Failure to Administer Scheduled Pain Medication Due to Lapse in Medication Supply
Penalty
Summary
Resident #4, who was admitted with multiple diagnoses including a right ankle fracture, chronic pain syndrome, and various mental health disorders, was prescribed a combination opioid/acetaminophen pain medication to be administered four times daily. The resident was cognitively intact and had a care plan in place for pain management. On observation, the resident was found to be in visible discomfort, reporting severe pain and sweating, and stated that they had requested pain medication but were told none was available. Review of medication records showed that several scheduled doses were not administered as prescribed, with gaps in administration documented on the Medication Administration Record and the Controlled Substance Log. The last dose before the gap was given in the evening, and the next dose was not administered until over 24 hours later. The failure to provide the scheduled pain medication was due to the medication supply running out, as confirmed by the empty medication card and log.

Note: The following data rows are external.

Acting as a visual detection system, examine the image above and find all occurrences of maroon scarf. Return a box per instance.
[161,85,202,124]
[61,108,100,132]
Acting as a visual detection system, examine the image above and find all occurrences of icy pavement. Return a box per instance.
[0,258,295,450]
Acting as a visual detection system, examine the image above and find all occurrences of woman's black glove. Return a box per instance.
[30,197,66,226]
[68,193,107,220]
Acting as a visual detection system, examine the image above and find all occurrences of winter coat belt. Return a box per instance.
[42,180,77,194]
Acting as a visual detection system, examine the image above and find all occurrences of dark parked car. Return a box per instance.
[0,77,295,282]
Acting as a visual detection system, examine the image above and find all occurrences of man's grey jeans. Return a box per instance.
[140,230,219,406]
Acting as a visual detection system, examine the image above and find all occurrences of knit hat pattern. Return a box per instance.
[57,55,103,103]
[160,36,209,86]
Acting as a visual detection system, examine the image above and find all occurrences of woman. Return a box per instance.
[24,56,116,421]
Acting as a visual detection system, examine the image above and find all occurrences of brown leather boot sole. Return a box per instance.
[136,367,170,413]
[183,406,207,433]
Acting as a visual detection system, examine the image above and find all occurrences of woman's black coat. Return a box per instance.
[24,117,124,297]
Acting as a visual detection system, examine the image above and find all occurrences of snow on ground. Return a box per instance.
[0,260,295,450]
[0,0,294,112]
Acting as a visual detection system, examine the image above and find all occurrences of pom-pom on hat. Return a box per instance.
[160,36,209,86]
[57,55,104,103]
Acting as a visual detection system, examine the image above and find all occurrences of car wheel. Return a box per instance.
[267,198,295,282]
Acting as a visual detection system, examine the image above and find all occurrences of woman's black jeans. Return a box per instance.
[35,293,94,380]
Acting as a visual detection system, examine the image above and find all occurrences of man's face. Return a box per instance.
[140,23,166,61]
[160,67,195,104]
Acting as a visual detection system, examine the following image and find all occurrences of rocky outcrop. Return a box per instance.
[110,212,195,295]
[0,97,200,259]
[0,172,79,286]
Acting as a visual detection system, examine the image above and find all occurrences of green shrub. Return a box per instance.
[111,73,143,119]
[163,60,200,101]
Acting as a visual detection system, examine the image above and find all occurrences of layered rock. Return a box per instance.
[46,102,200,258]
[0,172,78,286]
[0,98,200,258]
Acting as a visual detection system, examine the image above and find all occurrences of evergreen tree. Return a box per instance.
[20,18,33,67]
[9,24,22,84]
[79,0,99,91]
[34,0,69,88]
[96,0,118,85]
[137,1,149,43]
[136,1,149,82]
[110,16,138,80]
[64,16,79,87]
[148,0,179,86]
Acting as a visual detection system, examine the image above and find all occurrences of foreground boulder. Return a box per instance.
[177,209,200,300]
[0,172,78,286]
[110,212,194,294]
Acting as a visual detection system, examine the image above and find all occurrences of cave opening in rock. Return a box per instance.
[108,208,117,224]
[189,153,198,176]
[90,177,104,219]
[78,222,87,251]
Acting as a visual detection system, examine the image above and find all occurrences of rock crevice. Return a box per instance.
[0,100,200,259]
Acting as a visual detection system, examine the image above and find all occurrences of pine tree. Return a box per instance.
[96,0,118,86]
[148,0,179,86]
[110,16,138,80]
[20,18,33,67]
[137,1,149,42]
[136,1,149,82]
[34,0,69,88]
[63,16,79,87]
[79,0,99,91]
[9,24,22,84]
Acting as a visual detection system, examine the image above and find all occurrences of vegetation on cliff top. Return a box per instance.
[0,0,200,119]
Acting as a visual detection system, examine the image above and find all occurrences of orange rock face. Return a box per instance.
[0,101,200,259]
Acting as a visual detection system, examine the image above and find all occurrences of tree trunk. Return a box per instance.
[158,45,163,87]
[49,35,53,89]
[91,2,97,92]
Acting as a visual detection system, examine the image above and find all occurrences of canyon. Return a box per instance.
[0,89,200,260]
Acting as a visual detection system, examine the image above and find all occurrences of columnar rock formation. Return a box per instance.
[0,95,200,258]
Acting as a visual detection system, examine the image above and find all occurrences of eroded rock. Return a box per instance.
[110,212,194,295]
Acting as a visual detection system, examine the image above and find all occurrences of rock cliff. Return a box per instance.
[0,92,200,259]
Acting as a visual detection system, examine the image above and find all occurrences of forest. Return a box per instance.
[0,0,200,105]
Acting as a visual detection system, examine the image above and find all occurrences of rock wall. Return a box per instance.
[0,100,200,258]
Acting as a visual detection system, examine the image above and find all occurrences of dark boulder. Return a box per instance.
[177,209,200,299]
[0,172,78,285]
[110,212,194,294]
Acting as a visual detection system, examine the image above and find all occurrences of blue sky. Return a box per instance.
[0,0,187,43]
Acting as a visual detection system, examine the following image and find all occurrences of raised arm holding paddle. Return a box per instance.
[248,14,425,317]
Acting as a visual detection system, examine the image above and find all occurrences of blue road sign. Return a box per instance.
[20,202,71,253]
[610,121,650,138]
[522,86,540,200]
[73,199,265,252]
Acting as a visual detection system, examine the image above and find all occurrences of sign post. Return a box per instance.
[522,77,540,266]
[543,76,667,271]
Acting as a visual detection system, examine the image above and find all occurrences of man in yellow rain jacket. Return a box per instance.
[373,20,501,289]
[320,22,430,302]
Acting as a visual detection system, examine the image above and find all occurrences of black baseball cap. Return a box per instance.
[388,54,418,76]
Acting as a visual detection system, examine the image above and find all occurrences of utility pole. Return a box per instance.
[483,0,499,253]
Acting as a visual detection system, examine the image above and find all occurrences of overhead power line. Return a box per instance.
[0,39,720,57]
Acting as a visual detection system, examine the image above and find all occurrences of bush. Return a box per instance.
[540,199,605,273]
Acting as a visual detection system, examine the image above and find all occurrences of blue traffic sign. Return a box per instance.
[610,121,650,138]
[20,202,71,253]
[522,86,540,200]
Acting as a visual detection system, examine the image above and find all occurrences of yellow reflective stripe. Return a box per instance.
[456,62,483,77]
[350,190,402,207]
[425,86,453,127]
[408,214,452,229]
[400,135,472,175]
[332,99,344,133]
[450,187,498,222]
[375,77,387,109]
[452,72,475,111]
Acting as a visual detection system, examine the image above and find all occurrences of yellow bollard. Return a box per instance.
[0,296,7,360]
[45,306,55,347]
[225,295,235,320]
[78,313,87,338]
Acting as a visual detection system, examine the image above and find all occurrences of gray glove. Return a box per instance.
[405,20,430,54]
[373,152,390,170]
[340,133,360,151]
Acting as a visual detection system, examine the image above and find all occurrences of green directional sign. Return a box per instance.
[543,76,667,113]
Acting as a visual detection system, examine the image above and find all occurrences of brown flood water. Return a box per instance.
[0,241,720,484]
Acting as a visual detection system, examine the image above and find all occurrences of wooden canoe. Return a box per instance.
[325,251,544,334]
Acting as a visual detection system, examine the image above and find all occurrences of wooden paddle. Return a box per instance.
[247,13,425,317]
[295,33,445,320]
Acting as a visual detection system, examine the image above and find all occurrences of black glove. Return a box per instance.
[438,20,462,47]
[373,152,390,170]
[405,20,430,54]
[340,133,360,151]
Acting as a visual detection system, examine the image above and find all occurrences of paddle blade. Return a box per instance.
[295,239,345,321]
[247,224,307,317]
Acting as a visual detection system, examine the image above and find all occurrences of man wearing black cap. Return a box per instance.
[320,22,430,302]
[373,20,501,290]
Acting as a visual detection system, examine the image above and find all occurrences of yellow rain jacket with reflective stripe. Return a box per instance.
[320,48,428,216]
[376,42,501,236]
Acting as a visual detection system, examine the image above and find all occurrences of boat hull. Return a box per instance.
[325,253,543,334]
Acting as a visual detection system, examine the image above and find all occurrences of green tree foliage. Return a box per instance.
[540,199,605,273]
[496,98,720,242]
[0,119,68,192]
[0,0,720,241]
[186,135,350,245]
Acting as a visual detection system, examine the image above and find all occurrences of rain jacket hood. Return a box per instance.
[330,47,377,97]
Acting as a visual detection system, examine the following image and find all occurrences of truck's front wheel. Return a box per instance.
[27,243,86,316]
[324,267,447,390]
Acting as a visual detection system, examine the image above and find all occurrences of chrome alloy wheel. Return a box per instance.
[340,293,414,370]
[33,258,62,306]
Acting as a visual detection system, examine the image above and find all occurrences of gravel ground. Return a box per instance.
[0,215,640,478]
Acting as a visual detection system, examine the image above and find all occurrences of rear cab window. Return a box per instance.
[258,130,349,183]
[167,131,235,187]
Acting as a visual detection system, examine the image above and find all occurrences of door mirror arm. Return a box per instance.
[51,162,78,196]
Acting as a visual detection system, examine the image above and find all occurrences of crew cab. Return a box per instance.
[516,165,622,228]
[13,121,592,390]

Staff interviews revealed confusion regarding the process for obtaining prior authorization (PA) for controlled substances, with nurses unsure of their responsibilities and the timing for reordering. The pharmacy confirmed that a PA was required and that the facility was responsible for obtaining it. The facility did not utilize the emergency medication box because it did not contain the correct dosage, and staff expressed concerns about exceeding safe acetaminophen limits due to the resident's liver condition. Facility policy required medications to be administered according to prescriber orders, but this was not followed in this instance.